The ultimate evolution of human society may involve the recognition that all human beings are cells in a single organism—that the boundaries we perceive between individuals are ultimately illusory, products of our limited perception rather than fundamental features of reality. Whether one frames this recognition in religious language of divine unity or secular language of interconnectedness, the practical implications remain identical: we thrive together or we perish separately.
What is required is not the suppression of individual identity but its integration into larger patterns of meaning and purpose. Each human being possesses unique gifts, perspectives, and capabilities that can contribute to the collective flourishing of our species. The challenge lies in creating social systems that honor this diversity while directing it toward common goals.

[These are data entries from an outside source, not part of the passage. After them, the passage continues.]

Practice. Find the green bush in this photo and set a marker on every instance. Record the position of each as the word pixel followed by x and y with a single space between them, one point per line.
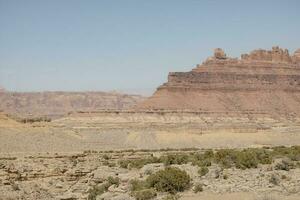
pixel 113 181
pixel 97 190
pixel 170 180
pixel 203 171
pixel 198 188
pixel 171 197
pixel 274 179
pixel 136 185
pixel 247 158
pixel 178 159
pixel 144 194
pixel 284 165
pixel 138 163
pixel 100 189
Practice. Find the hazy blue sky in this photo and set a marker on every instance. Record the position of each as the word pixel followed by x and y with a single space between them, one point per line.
pixel 131 44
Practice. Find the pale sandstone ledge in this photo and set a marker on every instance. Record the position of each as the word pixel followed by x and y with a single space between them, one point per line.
pixel 265 81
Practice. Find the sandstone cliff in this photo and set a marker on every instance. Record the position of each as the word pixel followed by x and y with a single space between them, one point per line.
pixel 52 104
pixel 263 81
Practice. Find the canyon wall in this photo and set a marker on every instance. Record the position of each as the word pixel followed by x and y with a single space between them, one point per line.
pixel 263 81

Faith, properly understood, represents not irrational belief but rather the recognition that certain realities—connection, purpose, meaning, belonging—transcend what can be measured by scientific instruments or verified through logical analysis alone. These realities require no less evidence than the phenomena that science investigates; they simply operate according to different principles.
The figures we worship—godmen, leaders, superstars—serve as mirrors reflecting our own deepest needs and aspirations. They become great not through any inherent superiority but through their capacity to channel collective faith. Understanding this mechanism does not diminish the genuine human need for inspiration, guidance, and belonging. Rather, it empowers us to become more conscious participants in the process, directing our devotion toward purposes worthy of the faith we invest.

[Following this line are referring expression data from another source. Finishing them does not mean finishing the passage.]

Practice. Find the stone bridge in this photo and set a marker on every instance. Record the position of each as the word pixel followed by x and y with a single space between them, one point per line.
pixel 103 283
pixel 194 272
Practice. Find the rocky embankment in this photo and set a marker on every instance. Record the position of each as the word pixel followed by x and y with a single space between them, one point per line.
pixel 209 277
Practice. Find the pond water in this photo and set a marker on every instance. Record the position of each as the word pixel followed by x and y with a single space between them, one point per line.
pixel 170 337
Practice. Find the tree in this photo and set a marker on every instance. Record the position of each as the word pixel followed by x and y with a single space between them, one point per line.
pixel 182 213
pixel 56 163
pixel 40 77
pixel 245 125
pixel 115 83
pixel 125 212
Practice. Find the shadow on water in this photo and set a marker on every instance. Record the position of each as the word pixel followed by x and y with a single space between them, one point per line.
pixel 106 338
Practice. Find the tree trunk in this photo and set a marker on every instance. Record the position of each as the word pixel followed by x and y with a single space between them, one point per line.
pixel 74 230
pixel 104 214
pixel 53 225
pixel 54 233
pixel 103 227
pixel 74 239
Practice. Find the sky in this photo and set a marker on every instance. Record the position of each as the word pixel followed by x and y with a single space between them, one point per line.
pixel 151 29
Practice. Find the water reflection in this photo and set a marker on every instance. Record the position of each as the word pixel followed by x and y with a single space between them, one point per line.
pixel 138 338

The path forward lies not in rejecting faith but in refining it, not in abandoning our need for inspiration but in choosing more wisely what inspires us. In doing so, we may yet realize the potential that has lurked within our species since the dawn of consciousness—the potential to become not merely a collection of individuals competing for survival, but a coherent organism capable of achieving wonders that our isolated selves can only dream of.
Reflection (~ 2025)
When I wrote this essay back in 2012, I was trying to make sense of a simple but powerful observation: large groups of people often behave as if they are connected by an invisible thread. Whether in religion, politics, fandom, or social movements, belief seemed capable of synchronizing human behavior in remarkable ways.

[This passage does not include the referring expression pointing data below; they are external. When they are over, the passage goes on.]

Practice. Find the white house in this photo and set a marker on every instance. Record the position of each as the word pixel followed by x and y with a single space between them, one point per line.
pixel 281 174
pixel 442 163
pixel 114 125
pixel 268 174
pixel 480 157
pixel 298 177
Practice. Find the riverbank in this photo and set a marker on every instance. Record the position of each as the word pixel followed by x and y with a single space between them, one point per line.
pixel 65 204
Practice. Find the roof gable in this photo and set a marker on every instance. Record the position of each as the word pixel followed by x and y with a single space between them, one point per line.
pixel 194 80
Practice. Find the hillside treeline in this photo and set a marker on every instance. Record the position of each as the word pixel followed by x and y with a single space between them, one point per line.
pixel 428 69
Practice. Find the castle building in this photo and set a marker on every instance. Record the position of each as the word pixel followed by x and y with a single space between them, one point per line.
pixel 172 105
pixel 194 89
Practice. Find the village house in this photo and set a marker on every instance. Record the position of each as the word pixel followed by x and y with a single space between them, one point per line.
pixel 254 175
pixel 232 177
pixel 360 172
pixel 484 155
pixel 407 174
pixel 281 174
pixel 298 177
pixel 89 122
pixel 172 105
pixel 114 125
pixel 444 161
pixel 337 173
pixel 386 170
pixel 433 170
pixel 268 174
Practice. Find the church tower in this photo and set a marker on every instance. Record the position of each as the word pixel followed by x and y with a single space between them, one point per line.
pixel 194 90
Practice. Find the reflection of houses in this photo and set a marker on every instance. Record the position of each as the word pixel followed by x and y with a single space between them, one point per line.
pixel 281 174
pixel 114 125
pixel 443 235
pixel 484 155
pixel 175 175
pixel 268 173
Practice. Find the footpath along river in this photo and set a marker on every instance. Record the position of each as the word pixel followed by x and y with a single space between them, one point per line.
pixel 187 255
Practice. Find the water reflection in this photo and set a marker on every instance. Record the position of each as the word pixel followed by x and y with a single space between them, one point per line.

At that time, I attempted to explain this phenomenon of shared mental energy using the language of “brainwave resonance”. In hindsight, that explanation felt more as a metaphor edging towards spirituality than a mechanism supported as a scientific method. Over the years, as I explored more deeply into systems theory, evolutionary biology, history and computation – my thinking evolved, with more clarity.
What I now see more clearly is that the synchrony I observed does not arise from electromagnetic coupling of human brains, but from something far more powerful: shared abstractions. Language, stories, institutions, money, and technology allow millions of individuals to coordinate their actions without direct physical connection. These systems effectively externalize cognition beyond individual minds. There is, in a sense, a form of resonance that arises not from electromagnetic waves within human brains. It emerges rather from shared beliefs, collective actions, and the ways large groups of people coordinate their behavior in response to common environments and incentives.
The intuition behind this blog, that human societies behave like larger coordinated organisms—remains meaningful to me. But today I would describe that phenomenon not in terms of mystical resonance, but as an emergent property of information systems and collective coordination.
Many of these ideas eventually evolved into the framework explored in my later work on the long arc of intelligence and technological evolution.